Le directeur général de Total a exclu une nouvelle fois de se retirer de Birmanie, vendredi dans un entretien au Parisien, après la publication du rapport d'une ONG américaine "Earth Rights" (lire le rapport) accusant le groupe pétrolier français d'enrichir la junte militaire au pouvoir. Le groupe américain Chevron est aussi sur le banc des accusés.
"Le fait de partir ne fera pas plus respecter les droits de l'homme", affirme Christophe de Margerie, en réponse à une question d'un lecteur du quotidien.

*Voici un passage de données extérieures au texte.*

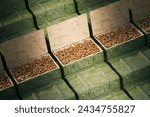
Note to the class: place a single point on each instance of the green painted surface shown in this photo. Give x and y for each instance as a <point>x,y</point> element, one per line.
<point>117,95</point>
<point>133,67</point>
<point>57,90</point>
<point>140,91</point>
<point>39,81</point>
<point>16,21</point>
<point>94,81</point>
<point>83,63</point>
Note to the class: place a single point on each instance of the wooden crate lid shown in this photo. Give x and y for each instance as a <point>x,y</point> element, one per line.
<point>109,17</point>
<point>140,9</point>
<point>68,32</point>
<point>24,48</point>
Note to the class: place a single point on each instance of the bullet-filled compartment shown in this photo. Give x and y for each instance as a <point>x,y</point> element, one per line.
<point>85,6</point>
<point>48,12</point>
<point>30,65</point>
<point>113,31</point>
<point>82,60</point>
<point>141,17</point>
<point>122,42</point>
<point>7,89</point>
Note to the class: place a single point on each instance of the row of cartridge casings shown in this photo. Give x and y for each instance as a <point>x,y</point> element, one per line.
<point>113,65</point>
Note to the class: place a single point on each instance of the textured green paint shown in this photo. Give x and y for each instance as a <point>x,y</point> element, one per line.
<point>83,63</point>
<point>94,81</point>
<point>10,6</point>
<point>57,90</point>
<point>116,95</point>
<point>16,23</point>
<point>39,81</point>
<point>133,67</point>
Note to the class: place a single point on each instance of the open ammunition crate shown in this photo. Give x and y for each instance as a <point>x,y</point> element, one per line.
<point>129,58</point>
<point>7,90</point>
<point>85,6</point>
<point>50,12</point>
<point>28,61</point>
<point>112,29</point>
<point>141,16</point>
<point>89,75</point>
<point>15,20</point>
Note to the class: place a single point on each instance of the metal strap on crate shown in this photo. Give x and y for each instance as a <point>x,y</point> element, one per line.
<point>24,48</point>
<point>140,9</point>
<point>109,17</point>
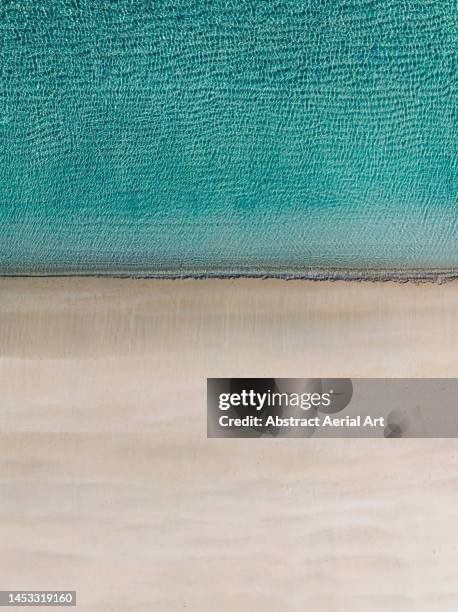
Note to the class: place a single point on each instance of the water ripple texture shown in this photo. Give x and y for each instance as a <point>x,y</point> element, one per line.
<point>228,137</point>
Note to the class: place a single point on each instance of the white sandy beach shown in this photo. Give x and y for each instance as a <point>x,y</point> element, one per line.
<point>110,487</point>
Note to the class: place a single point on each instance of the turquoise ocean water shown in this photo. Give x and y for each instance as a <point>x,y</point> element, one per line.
<point>228,136</point>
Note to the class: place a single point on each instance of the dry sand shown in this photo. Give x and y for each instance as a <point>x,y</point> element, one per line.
<point>110,487</point>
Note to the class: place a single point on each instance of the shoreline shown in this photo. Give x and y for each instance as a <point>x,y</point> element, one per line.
<point>437,276</point>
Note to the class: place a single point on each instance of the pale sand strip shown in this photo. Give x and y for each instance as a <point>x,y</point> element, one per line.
<point>109,486</point>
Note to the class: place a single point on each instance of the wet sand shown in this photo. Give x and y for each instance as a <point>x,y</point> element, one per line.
<point>110,487</point>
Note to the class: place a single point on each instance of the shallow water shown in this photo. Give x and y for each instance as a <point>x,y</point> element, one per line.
<point>226,137</point>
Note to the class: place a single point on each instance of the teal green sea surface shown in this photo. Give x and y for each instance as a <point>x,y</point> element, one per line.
<point>228,136</point>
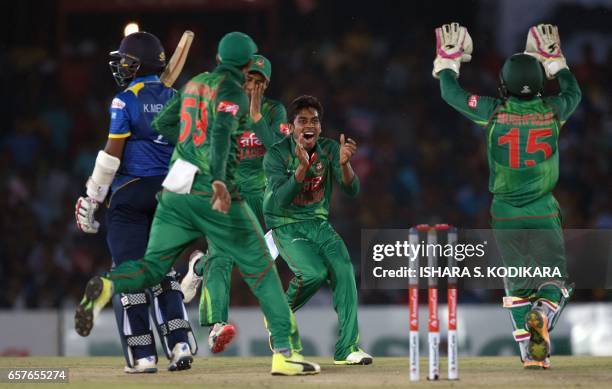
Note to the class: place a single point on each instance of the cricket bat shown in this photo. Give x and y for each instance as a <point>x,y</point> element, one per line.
<point>175,65</point>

Dans deux rapports distincts, l'organisation non-gouvernementale EarthRights International (ERI) accuse Total et l'américain Chevron d'enrichir la junte birmane avec le projet gazier et pétrolier de Yadana, et de dissimuler les exactions commises par les forces de sécurité sur les populations locales. "Si notre départ changeait quoi que ce soit en Birmanie, on pourrait se poser la question. Mais franchement, je ne le pense pas", affirme le DG de Total.
4,83 milliards de dollars
Selon ERI, le projet gazier de Yadana en Birmanie a "généré 4,83 milliards de dollars pour le régime birman", une somme en majorité cachée selon elle dans des banques singapouriennes, l'Overseas Chinese Banking Corporation (OCBC) et le groupe DBS.
ERI ne demande pas aux deux sociétés de renoncer à la Birmanie, mais notamment de publier leurs versements au régime birman depuis 1992 et de rétablir la vérité sur les conditions de travail sur le site.
Total est présent en Birmanie depuis 1992 sur le champ gazier de Yadana, dont il possède 31,24%. Chevron détient pour sa part 28% des parts de ce champ, qui représente 60% du volume des exportations de gaz de la Birmanie vers la Thaïlande. Les deux groupes sont régulièrement cités dès lors que sont évoquées des sanctions contre la junte birmane, mais n'ont jamais été sommés par leurs gouvernements respectifs de quitter le pays.
"Le revenu de ce pipeline est ce qui permet au régime de survivre et constitue un point de levier essentiel que la communauté internationale devrait utiliser pour soutenir le peuple de Birmanie", estime Matthew Smith, coordinateur d'ERI pour la Birmanie.
Réponse de Total
Total a dénoncé jeudi un rapport "exclusivement à charge". Le document ne reconnaît "à aucun moment, les bénéfices de notre présence, notamment dans le domaine de l’éducation ou de la santé", a pointé Jean-François Lasalle, directeur des relations extérieures du groupe pétrolier.
De plus, dans son entretien avec les lecteurs du Parisien, le directeur général du 4e groupe pétrolier mondial explique "le règlement du problème birman ne passera pas par Total. C'est un problème politique qui dépasse largement l'entreprise".
M. de Margerie assure en outre que l'opposante birmane et Prix Nobel de la paix Aung San Suu Kyi n'a jamais demandé à Total de quitter le pays. "La mission de Total n'est pas de restaurer la démocratie dans le monde. Ce n'est pas notre métier", affirme-t-il.